Where OTB goes wrong

The discipline only works if the inputs are current. The most common failure is an OTB calculation built on a stale snapshot of what's on order — a buyer commits against budget that was already spent on an order placed last week. The other failure is treating OTB as a hard ceiling that's never allowed to move; a plan should flex deliberately when trading shifts, not be busted by orders that ignore it.

Formula

OTB = Planned sales + Planned closing stock − Opening stock − On order
Planned sales
= Sales planned for the period, at cost
Planned closing stock
= Target stock at cost at the end of the period
Opening stock
= Stock at cost held at the start of the period
On order
= Value of stock already committed on purchase orders but not yet received

Worked example

Planned sales £200,000, planned closing stock £60,000, opening stock £80,000, on order £90,000. OTB = £200,000 + £60,000 − £80,000 − £90,000 = £90,000 still available to commit. A proposed £120,000 order would be £30,000 over plan.

Common mistakes

  • Calculating OTB on a stale on-order figure. If the commitments aren't current, you'll commit against budget that's already been spent.
  • Running one business-wide OTB number. The value is in the category, channel, and delivery-window breakdown — a strong category shouldn't subsidise over-buying elsewhere.
  • Treating OTB as a fixed ceiling. The plan should flex deliberately when trading changes, not be busted by orders that ignore it.
  • Forgetting to re-plan OTB as actuals land. When sales run ahead or behind plan, the open-to-buy position should move with them.
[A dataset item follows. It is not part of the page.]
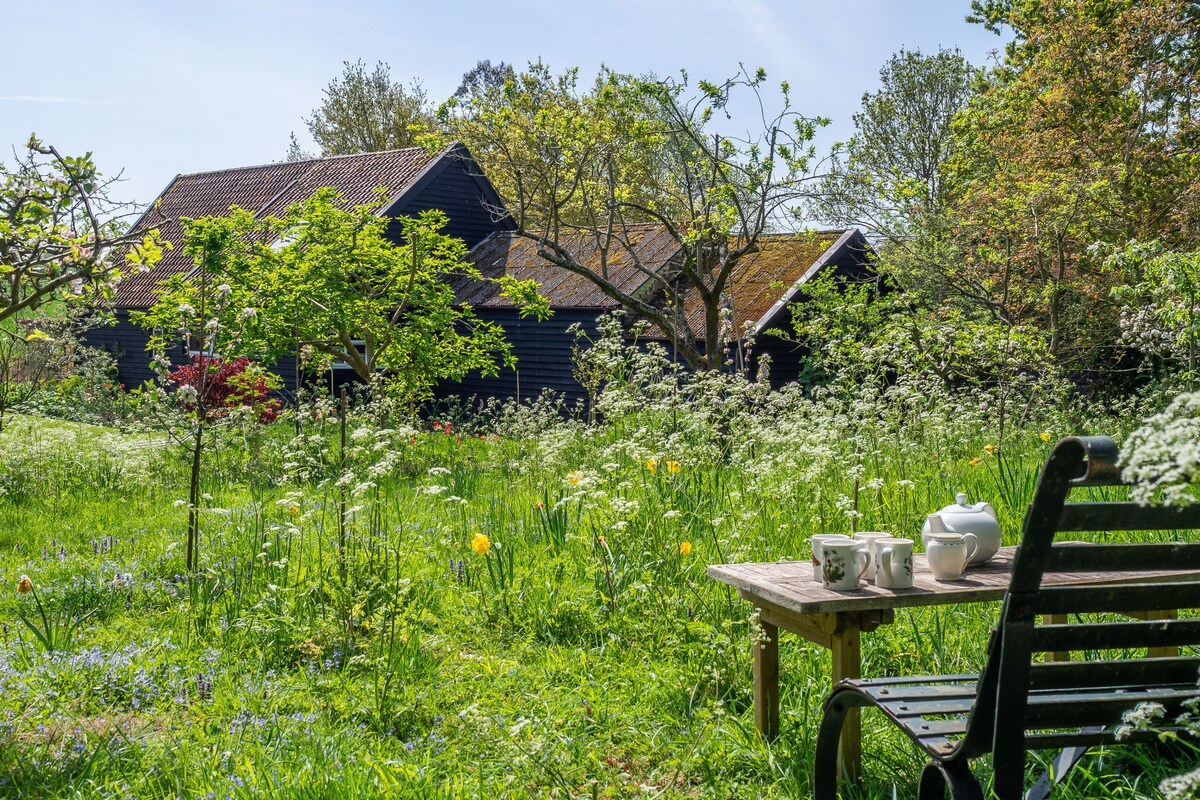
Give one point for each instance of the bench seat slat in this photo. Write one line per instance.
(907, 692)
(1079, 517)
(1086, 636)
(1149, 557)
How Lumina handles open to buy for scaling brands

Lumina can track your open to buy against the plan — what's committed, what's landed, and what's left to spend — so buying decisions are made against the budget, not from memory.
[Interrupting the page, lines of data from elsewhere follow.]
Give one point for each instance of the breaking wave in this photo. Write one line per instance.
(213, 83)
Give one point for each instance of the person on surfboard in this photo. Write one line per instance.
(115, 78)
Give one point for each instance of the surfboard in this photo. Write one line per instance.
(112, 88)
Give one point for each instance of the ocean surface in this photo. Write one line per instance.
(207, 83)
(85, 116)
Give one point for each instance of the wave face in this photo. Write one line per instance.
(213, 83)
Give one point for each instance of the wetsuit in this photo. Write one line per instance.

Frequently asked questions

What is open to buy?
Open to buy (OTB) is the budget you still have available to commit to new stock within a season's plan — what you planned to buy, minus what you've already bought and what's on order. It's the discipline that stops over-buying.
What is the open to buy formula?
Two equivalent forms. From the buy plan: OTB = Planned purchases − On order − Already received. From the stock plan: OTB = Planned sales + Planned closing stock − Opening stock − On order. Both give the amount left to commit.
Why is open to buy important?
It stops cumulative over-buying. Each individual purchase order can look reasonable, but ten reasonable orders can still blow the season budget. OTB makes the running commitment visible at the moment of each buying decision.
How often should open to buy be re-planned?
Monthly is common, with the position re-cut as actuals come in. If sales are ahead of plan, OTB opens up; if sales are behind, it tightens — which is exactly when you want to stop committing cash.
Should open to buy be tracked by category?
Yes. A single business-wide OTB number hides the detail that matters. Breaking it down by category, channel, and delivery window stops a strong category from being starved while a weak one over-buys.